I love Chris Rose, the Times-Picayune columnist. I always thought he was funny, and now he's my hero.
He has done so many great post-Katrina columns; he has even shared his personal depression concerning the storm. In a December 13th column, he forcefully argues for this year's Mardi Gras, and I wish everyone would read what he writes:
And here's a simple, not-so-eloquent reason why: If we don't have Mardi Gras, then the terrorists win. The last thing we need right now is to divide ourselves over our most cherished event.
The terrorists win! You have to admit that's funny... And he knows the truth-- Mardi Gras is more than the rest of the country might think it is.
If the national news wants to show people puking on Bourbon Street as a metaphor for some sort of displaced priorities in this town, so be it.
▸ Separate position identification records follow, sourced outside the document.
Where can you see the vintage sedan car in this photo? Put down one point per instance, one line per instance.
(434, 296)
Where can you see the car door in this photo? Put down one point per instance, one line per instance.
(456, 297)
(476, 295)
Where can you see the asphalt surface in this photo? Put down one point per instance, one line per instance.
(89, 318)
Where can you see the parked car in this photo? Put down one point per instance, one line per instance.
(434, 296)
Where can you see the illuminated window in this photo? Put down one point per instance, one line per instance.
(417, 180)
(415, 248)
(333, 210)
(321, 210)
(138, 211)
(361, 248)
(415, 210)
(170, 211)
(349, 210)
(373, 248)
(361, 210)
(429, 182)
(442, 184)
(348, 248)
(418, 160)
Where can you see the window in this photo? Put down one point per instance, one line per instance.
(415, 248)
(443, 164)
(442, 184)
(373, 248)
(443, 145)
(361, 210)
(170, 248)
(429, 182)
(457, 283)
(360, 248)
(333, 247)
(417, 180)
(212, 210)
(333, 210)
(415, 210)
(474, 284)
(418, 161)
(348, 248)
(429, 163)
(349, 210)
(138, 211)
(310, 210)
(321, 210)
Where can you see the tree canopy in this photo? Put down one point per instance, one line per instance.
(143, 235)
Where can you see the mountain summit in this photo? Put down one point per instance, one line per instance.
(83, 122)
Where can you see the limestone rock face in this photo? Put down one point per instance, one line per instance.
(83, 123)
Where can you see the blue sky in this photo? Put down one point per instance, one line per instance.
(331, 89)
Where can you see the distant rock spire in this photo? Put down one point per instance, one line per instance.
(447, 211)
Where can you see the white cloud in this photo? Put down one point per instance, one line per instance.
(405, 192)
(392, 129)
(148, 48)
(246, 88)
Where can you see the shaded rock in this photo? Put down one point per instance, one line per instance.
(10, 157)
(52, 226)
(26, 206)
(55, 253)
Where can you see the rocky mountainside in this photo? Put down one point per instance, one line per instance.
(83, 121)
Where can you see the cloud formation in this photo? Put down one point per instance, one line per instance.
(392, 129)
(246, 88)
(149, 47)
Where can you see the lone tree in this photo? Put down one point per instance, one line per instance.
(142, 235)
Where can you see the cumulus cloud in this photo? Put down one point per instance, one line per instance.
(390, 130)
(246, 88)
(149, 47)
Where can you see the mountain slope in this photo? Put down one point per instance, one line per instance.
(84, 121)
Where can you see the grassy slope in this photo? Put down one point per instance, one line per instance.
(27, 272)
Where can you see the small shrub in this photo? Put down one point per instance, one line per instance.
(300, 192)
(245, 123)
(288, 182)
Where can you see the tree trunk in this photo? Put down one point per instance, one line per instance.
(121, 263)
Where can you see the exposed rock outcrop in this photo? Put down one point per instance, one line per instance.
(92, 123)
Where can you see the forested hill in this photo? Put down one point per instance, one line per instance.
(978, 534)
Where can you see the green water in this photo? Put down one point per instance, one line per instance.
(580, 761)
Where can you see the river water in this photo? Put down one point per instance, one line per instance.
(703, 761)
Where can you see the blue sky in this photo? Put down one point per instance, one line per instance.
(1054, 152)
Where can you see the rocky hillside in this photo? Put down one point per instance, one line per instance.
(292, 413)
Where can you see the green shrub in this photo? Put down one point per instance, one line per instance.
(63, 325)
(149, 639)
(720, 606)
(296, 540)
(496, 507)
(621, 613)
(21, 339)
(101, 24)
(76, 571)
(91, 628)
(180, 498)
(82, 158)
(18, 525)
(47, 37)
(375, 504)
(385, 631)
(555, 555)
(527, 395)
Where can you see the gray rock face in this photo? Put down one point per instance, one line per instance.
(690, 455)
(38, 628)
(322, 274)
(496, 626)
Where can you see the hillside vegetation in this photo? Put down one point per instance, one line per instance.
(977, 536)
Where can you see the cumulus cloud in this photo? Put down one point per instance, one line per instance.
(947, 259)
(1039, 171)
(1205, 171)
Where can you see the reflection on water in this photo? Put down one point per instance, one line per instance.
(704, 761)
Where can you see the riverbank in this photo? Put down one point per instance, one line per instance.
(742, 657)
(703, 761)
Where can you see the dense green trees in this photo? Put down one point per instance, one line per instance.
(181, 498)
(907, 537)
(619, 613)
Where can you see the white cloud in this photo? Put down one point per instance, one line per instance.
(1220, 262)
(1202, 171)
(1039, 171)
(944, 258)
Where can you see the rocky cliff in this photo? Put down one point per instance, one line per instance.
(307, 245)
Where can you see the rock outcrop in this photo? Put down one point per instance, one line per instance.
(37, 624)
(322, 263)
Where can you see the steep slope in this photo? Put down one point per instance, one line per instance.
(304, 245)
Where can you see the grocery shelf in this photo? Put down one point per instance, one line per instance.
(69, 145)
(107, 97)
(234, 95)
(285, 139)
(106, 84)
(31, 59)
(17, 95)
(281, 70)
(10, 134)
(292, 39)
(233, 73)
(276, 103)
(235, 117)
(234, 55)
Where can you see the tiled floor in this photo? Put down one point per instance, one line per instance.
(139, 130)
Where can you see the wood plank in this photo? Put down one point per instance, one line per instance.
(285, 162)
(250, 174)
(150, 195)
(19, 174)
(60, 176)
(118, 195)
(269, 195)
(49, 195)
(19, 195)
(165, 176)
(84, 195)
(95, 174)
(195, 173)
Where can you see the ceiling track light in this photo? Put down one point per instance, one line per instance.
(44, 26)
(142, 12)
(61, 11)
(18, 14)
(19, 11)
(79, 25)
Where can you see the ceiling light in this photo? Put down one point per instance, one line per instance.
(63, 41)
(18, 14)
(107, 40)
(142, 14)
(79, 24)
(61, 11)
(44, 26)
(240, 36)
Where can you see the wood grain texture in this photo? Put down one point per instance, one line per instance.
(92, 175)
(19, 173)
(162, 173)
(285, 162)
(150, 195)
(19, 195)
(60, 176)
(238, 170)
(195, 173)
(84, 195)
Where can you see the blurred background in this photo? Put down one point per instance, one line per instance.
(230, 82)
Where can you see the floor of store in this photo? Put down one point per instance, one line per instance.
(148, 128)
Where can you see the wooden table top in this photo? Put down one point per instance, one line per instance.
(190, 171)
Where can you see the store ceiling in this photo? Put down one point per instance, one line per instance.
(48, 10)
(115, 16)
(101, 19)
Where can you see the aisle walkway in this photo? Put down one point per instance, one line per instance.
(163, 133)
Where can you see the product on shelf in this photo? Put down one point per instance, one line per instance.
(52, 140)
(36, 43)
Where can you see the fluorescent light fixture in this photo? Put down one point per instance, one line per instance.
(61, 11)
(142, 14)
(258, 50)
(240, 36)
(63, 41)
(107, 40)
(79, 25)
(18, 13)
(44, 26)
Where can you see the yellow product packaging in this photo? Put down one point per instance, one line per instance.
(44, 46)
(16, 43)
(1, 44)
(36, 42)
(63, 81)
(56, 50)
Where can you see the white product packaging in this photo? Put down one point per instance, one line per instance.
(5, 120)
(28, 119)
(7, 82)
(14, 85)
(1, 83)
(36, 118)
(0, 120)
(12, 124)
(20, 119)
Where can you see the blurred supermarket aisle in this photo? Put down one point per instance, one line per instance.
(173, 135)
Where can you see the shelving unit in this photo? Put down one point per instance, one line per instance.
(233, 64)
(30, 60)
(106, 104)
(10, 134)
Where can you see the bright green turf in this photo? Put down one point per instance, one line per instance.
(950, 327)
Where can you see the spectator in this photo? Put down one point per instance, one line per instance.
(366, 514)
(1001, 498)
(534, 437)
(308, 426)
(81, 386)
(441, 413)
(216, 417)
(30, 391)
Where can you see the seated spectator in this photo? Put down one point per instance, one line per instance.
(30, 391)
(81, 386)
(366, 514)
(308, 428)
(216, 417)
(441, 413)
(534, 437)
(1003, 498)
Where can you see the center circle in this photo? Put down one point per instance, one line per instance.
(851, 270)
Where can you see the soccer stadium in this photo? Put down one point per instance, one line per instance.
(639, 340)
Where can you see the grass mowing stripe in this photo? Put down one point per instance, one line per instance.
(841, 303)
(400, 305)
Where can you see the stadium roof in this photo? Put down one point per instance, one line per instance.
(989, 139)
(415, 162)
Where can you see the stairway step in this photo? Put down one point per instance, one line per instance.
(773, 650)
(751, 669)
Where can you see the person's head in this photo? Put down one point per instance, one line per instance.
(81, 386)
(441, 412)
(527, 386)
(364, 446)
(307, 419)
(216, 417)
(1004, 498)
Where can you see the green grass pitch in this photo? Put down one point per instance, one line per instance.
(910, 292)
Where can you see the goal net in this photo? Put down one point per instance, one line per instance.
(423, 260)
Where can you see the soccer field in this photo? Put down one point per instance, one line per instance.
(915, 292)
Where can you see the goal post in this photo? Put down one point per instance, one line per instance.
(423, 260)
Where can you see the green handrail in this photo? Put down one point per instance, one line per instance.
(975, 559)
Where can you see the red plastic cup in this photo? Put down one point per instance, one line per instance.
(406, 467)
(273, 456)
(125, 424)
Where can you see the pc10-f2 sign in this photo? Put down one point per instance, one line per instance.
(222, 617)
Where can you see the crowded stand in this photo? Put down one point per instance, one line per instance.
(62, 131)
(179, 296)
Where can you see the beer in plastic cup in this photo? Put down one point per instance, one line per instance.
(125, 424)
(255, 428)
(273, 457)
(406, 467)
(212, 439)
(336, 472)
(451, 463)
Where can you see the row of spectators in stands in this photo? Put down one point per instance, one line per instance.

The only puking I've seen at Mardi Gras in the past 10 years is little babies throwing up on their mothers' shoulders after a bottle.
To encapsulate the notion of Mardi Gras as nothing more than a big drunk is to take the simple and stupid way out, and I, for one, am getting tired of staying stuck on simple and stupid.
Mardi Gras is not a parade. Mardi Gras is not girls flashing on French Quarter balconies. Mardi Gras is not an alcoholic binge.
Well, what is it then, Chris?
Mardi Gras is the love of life. It is the harmonic convergence of our food, our music, our creativity, our eccentricity, our neighborhoods and our joy of living. All at once.
And it doesn't really matter if there are superparades or even any parades at all this year. Because some group of horn players will grab their instruments and they will march Down the Avenue because that's what they do, and I, for one, will follow.
If there are no parades, I'm hitching a boombox to a wagon, putting James Booker on the CD player and pulling my kids Down the Avenue and you're welcome to come along with me and where more than two tribes gather, there is a parade.
No Grinch can steal Mardi Gras!
We are the parade. We are Mardi Gras. We're Whoville, man -- you can take away the beads and the floats and all that crazy stuff, but we're still coming out into the street. Cops or no cops. Post-parade garbage pick-up or no garbage pick-up -- like anyone could tell the friggin' difference!
Let the whole damn country hear Al Johnson yelling "It's Carnival Time" and let them know we're not dead and if we are dying, we're going to pretend like we're not.
Fly the flag. Be in that number. This is our battle to win or lose. Hopefully, of one mind and one message. That we are still here. And that we are still New Orleans.